Whenever I try to read UTF-8 encoded text files, using open(file_name, encoding='utf-8')
, I always get an error saying ASCII codec can't decode some characters (eg. when using for line in f: print(line)
)
Python 3.5.3 (default, Jan 19 2017, 14:11:04)

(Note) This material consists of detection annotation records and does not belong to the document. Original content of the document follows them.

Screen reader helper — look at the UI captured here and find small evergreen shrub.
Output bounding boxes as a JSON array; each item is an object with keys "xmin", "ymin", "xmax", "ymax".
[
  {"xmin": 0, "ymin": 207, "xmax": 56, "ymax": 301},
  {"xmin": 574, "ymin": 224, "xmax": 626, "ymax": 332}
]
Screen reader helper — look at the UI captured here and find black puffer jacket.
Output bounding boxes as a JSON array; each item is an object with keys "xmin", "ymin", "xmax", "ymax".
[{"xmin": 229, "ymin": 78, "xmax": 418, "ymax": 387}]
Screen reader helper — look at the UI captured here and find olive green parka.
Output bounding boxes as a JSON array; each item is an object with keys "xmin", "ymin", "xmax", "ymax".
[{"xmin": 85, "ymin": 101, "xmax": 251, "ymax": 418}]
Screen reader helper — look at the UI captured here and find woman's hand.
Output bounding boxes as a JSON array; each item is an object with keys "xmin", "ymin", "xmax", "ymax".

[GCC 6.3.0 20170118] on linux
Type "help", "copyright", "credits" or "license" for more information.
>>> import locale
>>> locale.getpreferredencoding()
'ANSI_X3.4-1968'
>>> import sys
>>> sys.getfilesystemencoding()
'ascii'
>>>
and locale
command prints:
locale: Cannot set LC_CTYPE to default locale: No such file or directory
locale: Cannot set LC_ALL to default locale: No such file or directory
LANG=en_US.UTF-8
LANGUAGE=
LC_CTYPE=en_HK.UTF-8
LC_NUMERIC="en_US.UTF-8"
LC_TIME="en_US.UTF-8"
LC_COLLATE="en_US.UTF-8"
LC_MONETARY="en_US.UTF-8"
LC_MESSAGES="en_US.UTF-8"
LC_PAPER="en_US.UTF-8"
LC_NAME="en_US.UTF-8"
LC_ADDRESS="en_US.UTF-8"
LC_TELEPHONE="en_US.UTF-8"
LC_MEASUREMENT="en_US.UTF-8"
LC_IDENTIFICATION="en_US.UTF-8"
LC_ALL=